I am trying to denoise 2 movie-watching fmri runs using Tedana (latest version 23.0.1). However, in many cases ME-ICA fails to converge or does not find BOLD components or has very few components - depending on what options I select for --tedpca / --tree.
I am using fmriprep for preprocessing. The minimal preprocessed functional runs (with slice time correction and susceptibility distortion correction) are used as inputs to Tedana.
Any feedback or potential solutions would be very much appreciated
Hmm, this is a somewhat odd one - you have relatively large voxels, good spread of echo times and a reasonable TR, with a good duration for each run. The only thing I see that could be concerning is the 4x2 acceleration, which some may consider a bit high - but I don’t think that would be causing the issue.
187 components is a lot (from one example you showed that did not converge), so maybe the noise level is high and this is screwing up the PCA->ICA steps… This is related to an issue that we are currently working on, but no solutions yet. You also tried several methods there, so I’m trying to think of alternative explanations for the sake of having a consistent approach.
You mention slice timing and distortion correction in the context of minimal processing, I’m assuming that also includes motion correction as well?
Did the mask produced by tedana look ok? Or is it excluding too much brain?
Do the data look ok, if you watch a movie? As in, subjects didn’t move way too much and the image looks like a noisy brain more or less (and not just aliased ugly noise)? And the processing from fMRI prep looks like it worked well?
Regarding the error you see - I’m tagging @tsalo here, (and @handwerkerd for good measure) as I believe he worked a little on that error. I’m thinking the large number of components means that many are effectively just gaussian noise, and thus don’t really have much in the way of information. That would match with the convergence problem as well.
It looks like this may be another example of the PCA/ICA selection steps giving us trouble… I’ll think on it a bit more.
How many time points are in your data? There should almost always be less than 1/2 the number of components vs volumes and usually less than 1/3. A common reason the ICA does not converge is if it’s given too many PCA components and many of them are just Gaussian noise.
We are having issues with this PCA component selection step that seem to be with the algorithm we use and not specifically tedana. The --tedpca kundu and --tedpca kundu-stablize options use the echo properties of the components to decide which ones to retain for the ICA. This method was distributed with the original code and I conceptually like it, but it’s a bit brittle and hard to understand when/how it fails.
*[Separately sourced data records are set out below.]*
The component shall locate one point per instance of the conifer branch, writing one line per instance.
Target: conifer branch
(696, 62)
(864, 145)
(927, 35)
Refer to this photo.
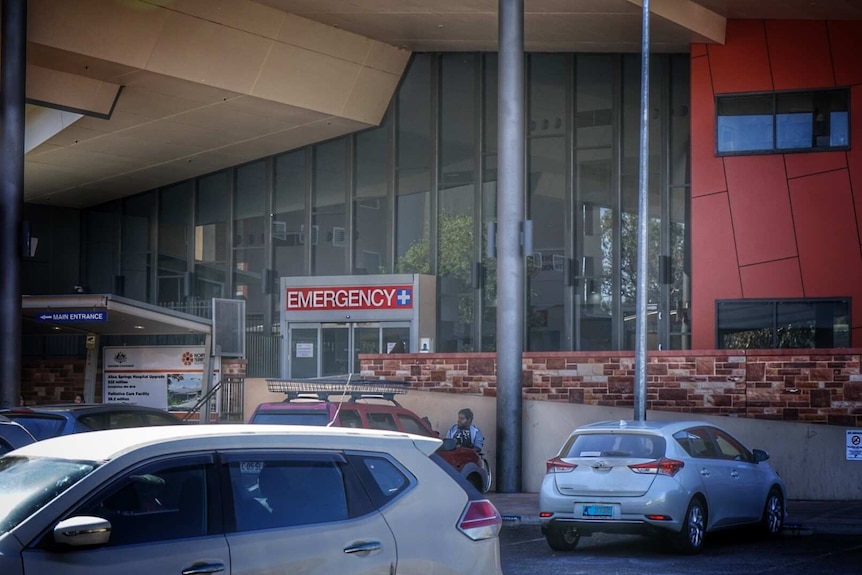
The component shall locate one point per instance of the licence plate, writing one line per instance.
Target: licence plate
(598, 511)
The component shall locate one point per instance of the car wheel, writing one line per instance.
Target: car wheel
(773, 514)
(487, 468)
(476, 480)
(562, 537)
(689, 540)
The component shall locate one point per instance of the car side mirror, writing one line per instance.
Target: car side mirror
(83, 530)
(760, 455)
(448, 444)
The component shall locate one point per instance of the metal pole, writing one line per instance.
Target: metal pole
(643, 229)
(510, 260)
(12, 67)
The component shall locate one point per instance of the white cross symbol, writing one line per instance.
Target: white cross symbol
(403, 297)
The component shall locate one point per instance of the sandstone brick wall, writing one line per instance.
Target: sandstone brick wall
(815, 386)
(53, 381)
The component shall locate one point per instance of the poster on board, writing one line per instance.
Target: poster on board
(166, 377)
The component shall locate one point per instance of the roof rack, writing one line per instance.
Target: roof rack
(353, 387)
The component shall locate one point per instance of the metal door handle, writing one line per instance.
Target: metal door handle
(366, 547)
(202, 568)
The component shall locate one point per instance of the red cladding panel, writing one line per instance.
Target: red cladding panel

The DICE warning you show is from that step.
We have 3 other options that are all standard approaches based on cost functions. aic is the most liberal and will retain more components. kic is the moderate option, and mdl is the most conservative. you might want to try kic so see if using it solves that specific issue.
Your issue doesn’t relate to your choice of -tree but I’d recommend sticking with --tree kundu for now. -tree minimal as potential to be better, but it’s stil being evaluated and might change. If you ran the data using aic the output should include ./figures/pca_criteria.png and ./figures/pca_variance_explained.png These are plots of these three cost functions and the estimated components for each one. I’ve included a sample plot of pca_criteria You should see the AIC, KIC, and MDL cost function curve have a local minimum like in the figure and that minimum is the dimensionality estimate for each option. Look at these plots for successful and failed runs and see if any of the cost functions seems a bit more stable across runs.
Thank you so much for your quick responses! Here are my answers to your questions below (and see attached)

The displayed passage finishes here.